Wilmar pricing in a higher risk premium


Bird flu stricken. Wilmar booked 1Q14 core earnings of US$215m (-31% y-o-y; -39% q-o-q) – 28% below the lower end of our expected range. The weak results reflect a 61% yo- y drop in M&P pretax; partly offset by a 53% y-o-y jump in Plantation contribution and 26% y-o-y jump in Consumer contribution. Wilmar reported Oilseeds & Grains M&P pretax loss due to soybean oversupply in China, made worse by the re-emergence of bird flu, which caused soybean meal prices to drop. Meanwhile, Palm & Lauric M&P saw its margin eroded as new refineries in Indonesia competed for more CPO.

FY14F/FY15F earnings cut by 21%/19%; as we adjust both Oilseeds & Grains and Palm & Lauric pretax margins/MT by 23-90%. Plantation and Consumer segment profit forecasts are unchanged. Our DCF estimate on the counter is likewise cut to S$3.30 (WACC 7.0%, Rf 3.0%, ERP 7.7%, Beta 1.2, TG 3%).

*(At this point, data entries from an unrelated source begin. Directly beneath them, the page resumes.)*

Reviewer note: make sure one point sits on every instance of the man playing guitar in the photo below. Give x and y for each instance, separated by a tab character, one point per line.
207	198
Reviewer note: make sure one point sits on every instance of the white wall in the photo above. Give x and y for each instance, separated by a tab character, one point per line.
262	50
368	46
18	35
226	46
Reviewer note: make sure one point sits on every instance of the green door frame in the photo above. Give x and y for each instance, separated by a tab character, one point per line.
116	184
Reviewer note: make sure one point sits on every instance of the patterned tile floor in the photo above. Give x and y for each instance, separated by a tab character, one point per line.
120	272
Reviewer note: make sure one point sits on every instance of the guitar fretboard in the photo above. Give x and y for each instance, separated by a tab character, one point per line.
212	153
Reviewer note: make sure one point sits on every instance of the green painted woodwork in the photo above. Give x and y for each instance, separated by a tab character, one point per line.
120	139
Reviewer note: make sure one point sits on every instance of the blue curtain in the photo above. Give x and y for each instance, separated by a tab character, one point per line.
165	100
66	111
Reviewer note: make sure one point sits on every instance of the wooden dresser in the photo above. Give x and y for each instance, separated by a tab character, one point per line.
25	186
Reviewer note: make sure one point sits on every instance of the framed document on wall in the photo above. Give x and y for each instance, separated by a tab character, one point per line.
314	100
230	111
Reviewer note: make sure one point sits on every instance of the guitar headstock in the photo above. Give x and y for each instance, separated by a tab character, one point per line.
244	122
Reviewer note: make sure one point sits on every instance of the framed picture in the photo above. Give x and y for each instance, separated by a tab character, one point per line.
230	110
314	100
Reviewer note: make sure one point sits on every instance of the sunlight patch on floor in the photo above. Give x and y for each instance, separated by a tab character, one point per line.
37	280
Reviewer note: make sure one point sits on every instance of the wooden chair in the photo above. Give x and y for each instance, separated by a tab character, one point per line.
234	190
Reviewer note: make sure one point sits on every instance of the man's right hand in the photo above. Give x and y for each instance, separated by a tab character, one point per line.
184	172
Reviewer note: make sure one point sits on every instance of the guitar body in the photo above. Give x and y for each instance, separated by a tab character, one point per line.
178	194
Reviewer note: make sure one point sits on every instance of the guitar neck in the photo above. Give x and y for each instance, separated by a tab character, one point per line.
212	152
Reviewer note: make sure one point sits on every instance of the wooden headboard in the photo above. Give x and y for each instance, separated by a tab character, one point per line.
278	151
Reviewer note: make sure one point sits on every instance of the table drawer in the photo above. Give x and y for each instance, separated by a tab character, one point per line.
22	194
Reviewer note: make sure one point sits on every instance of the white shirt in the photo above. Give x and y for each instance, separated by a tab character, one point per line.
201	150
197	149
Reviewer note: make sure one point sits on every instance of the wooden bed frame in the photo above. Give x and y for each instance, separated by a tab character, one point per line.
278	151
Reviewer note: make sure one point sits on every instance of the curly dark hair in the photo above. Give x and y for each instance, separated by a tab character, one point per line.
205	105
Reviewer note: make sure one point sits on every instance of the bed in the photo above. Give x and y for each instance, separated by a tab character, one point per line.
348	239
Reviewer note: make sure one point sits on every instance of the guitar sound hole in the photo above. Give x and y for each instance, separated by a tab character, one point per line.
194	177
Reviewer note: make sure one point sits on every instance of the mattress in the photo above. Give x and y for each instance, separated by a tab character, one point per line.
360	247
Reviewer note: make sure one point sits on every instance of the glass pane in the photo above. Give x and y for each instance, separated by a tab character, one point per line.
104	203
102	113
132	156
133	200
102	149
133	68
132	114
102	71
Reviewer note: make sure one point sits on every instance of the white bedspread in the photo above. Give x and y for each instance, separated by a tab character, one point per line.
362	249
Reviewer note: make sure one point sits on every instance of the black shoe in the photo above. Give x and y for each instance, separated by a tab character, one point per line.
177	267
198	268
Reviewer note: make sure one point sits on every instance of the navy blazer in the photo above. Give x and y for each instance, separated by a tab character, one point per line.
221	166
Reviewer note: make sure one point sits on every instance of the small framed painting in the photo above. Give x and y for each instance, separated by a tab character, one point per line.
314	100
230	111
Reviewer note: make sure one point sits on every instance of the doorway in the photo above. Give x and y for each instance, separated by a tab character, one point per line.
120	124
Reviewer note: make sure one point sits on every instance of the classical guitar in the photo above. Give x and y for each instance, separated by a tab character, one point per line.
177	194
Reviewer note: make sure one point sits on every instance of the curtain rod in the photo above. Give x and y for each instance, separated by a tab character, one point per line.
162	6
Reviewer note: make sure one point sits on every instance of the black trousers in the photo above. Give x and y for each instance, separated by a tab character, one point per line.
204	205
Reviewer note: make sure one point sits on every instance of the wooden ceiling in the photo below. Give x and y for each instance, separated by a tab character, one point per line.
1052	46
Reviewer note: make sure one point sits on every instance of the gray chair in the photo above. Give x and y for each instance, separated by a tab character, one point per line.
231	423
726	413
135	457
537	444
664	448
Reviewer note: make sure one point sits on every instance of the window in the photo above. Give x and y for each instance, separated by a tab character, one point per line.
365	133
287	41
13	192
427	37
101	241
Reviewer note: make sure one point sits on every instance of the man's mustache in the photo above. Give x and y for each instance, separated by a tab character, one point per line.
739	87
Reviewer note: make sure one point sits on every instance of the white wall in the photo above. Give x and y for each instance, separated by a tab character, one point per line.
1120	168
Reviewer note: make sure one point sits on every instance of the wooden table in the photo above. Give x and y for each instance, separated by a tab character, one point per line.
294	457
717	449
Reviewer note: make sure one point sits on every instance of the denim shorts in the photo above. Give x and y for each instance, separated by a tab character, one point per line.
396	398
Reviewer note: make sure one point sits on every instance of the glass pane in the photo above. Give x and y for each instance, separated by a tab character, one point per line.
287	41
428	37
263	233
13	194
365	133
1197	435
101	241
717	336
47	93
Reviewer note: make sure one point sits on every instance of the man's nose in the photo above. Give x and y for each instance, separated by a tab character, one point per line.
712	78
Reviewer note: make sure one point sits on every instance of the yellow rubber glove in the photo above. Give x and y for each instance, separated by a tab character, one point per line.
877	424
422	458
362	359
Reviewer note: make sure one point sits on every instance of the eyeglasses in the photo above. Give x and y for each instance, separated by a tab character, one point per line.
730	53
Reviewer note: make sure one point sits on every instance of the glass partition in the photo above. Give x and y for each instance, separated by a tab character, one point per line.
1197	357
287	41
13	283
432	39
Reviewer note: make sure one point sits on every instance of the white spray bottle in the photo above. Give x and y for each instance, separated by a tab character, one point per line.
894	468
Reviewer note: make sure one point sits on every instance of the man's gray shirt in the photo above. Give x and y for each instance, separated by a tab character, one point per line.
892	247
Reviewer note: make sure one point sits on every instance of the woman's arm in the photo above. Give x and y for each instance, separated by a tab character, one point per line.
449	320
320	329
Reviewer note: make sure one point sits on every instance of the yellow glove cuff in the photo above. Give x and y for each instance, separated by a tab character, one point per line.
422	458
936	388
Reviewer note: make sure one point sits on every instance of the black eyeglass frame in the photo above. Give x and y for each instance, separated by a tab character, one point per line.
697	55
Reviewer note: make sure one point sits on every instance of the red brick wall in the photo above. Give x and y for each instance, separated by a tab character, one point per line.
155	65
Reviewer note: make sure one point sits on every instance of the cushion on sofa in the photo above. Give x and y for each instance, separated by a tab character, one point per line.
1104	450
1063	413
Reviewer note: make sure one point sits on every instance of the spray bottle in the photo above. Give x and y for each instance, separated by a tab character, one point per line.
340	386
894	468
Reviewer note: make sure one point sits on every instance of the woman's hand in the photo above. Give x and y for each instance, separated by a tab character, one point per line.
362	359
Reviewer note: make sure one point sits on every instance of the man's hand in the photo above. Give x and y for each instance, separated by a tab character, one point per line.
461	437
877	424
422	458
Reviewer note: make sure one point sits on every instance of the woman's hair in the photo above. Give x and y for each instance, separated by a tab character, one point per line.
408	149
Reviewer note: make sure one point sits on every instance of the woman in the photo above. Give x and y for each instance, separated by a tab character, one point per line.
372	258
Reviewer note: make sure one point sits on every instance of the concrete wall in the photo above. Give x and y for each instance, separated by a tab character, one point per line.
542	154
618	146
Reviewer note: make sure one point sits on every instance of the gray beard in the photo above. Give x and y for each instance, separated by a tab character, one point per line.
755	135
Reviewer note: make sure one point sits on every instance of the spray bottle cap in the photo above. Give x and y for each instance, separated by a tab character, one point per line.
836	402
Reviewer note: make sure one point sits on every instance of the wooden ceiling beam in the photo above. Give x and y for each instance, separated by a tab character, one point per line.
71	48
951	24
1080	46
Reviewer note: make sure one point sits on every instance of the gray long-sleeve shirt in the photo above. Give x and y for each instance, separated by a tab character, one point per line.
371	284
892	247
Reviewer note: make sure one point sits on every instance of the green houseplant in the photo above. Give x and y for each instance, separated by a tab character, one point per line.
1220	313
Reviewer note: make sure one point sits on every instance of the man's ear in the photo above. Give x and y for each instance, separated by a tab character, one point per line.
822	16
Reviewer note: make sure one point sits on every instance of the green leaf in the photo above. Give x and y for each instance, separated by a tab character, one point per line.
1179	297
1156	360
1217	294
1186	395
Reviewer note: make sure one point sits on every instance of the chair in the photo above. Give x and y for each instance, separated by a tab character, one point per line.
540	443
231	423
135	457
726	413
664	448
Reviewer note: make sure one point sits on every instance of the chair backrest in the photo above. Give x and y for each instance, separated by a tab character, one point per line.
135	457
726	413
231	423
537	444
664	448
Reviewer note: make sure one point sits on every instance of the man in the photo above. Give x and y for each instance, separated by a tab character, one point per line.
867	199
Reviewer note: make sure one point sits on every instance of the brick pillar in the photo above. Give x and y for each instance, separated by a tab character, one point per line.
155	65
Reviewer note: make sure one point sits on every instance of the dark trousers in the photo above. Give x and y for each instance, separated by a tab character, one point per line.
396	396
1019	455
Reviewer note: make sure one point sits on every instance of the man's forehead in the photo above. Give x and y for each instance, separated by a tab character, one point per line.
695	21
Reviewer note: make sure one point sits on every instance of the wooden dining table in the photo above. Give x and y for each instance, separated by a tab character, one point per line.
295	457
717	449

A flatter outlook ahead. We expect Wilmar’s Oilseeds & Grains to
recover in subsequent quarters, although 1Q14 losses should drag down the overall number for the year. We now forecast Palm & Lauric M&P margin to average US$21/MT (vs previous forecast of US$27), as we expect CPO prices to remain strong. Sugar pretax should also seasonally improve in 2H14, although we now expect a slightly lower sugar ASP.

Weakness priced in. We believe the market has more than priced in lower earnings this year and to some degree, a higher risk premium. We do not expect catalysts for the counter in the near term; and are cutting our call to HOLD for a small 3% upside (excluding 2% dividend yield).